Upload Dans Le Cloud
Performance poético-numérique, 2025
Projection, lit, tissu, kinect


J’ai envie de me upload dans le cloud.
Je ne veux pas spécialement me séparer de ce corps mais,
J’ose imaginer que dans le cloud,
Mon corps n’est pas un corps ;
Il est tout ce qu’il pourrait être.
Des particules flottantes formant des masses
d’informations,
Des îlots de mosaïques qui grésillent,
Un espacement entre deux fenêtres web,
Un réseau extensible qui chatouille les fichiers perdus,
Des bots cherchant à sociabiliser,
Peut-être même, une donnée dématérialisée stagnante.
Un brouillard de pop up,
Une image virale qui s’étend à travers les écrans,
Drag and drop les veines qui me contiennent ;
Je pourrai matérialiser l’image d’un corps,
Un qui dépasserait l’entendement,
Ou un corps de turbo bimbo a moustache,
Sinon celui d’une créature, d’un gobelin, d’un troll, d’un
kobold.
Peut-être je tweakerai les paramètres
Pour twinker mon torse davantage.
J’en questionnerai le besoin puisque je pourrai aussi ne plus
en avoir un.
Je ne pourrai être qu’un tas de poils ou de pierres,
De grains mal moulus qui démouleraient leurs envies.

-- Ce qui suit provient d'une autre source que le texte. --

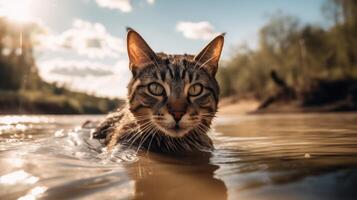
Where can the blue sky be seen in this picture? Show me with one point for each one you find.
(88, 36)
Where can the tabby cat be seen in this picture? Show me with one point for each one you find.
(172, 100)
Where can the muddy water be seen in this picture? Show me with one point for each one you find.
(300, 156)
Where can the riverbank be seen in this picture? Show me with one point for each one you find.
(42, 102)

J’ai envie de me upload dans le cloud
Ainsi je n’aurai plus mal au corps.
Les mains putrides des ordures qui me fétichisent
Ne pourront plus me malaxer la peau
M’attraper la tête
Me remplir la bouche.
Ma sueur ne sera plus acide et collante
Même les clics ne pourront plus me glisser dessus.
J’éviterai leurs touchés grâce au vide qui me contient.

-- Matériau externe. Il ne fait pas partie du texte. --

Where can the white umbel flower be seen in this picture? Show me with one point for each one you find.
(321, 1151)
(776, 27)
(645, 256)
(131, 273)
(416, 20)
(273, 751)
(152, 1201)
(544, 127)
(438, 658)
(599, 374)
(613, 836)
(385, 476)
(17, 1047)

Dans le cloud, je serai éclaté.
Les miettes qui forment mon esprit
Voleront dans l’atmosphère réticulaire.
Je serai diffus dans les échos digitaux.
J’extirperai les données déchirantes d’un temps révolu
Dont les débris m’alourdissent encore.
Je serai mon propre modérateur de contenu,
Et décontenancerai mon système en me délestant.
Dans le cloud, seuls les yeux pourront me toucher
Il n’y aura plus de pupilles désobligeantes
Puisqu’iels ne sauront même pas ou regarder.
L’effervescence fera frétiller leurs yeux
A leur en donner le vertige.
Le tourbillon cyclonique enveloppera leurs a priori
Les effaçant d’un coup de vent.
Dans le cloud, je circulerai de data en data.
Mes résidus visiteront les coins des forums oubliés
Pour qu’aucun espace ne soit sans mémoire.
Dans le cloud je serai partout, une vérité absolue.
Plus personne ne me fera chier.
J’arpenterai les fichiers des adelphes
Afin de reposter leurs voix silencées.
Je piraterai les contenus qui nous assassinent sans cesse
Exterminerai les reddit des incels à coup de Sassy et Netsky;
Vos ongles ne grifferont plus ma chair.
La constance de mon corps en fragments
Recollera les morceaux des douleurs éparpillées.
La poussière ne pourra plus s’immiscer dans mes
interstices
Je deviendrai un amas de corpuscules
Prêt a flotter là où les onglets nagent.
Mes doigts électriques bourdonnent et passent entre les
filaments cybernétiques
Je deviens l’autre, la machine éthérée
Si je me dissous j’aimerais que tu boives le liquide dans
lequel je me suis émietté
Les gouttelettes du cloud perlent entre mes molécules
Je n’aurai plus jamais à voir ma salive d’aussi près.
Je le jure, quand je m’upload dans le cloud
La fièvre de mes blessures passées brûlera les machines des
assaillants
Les quelques virus qui me composeront
Couperont les engins dont ils sont trop fiers.
Les particules qui me couvraient auparavant m’écouteront
désormais .
Je deviendrai l’unité par superposition,
Une entité de la multitude ambiante.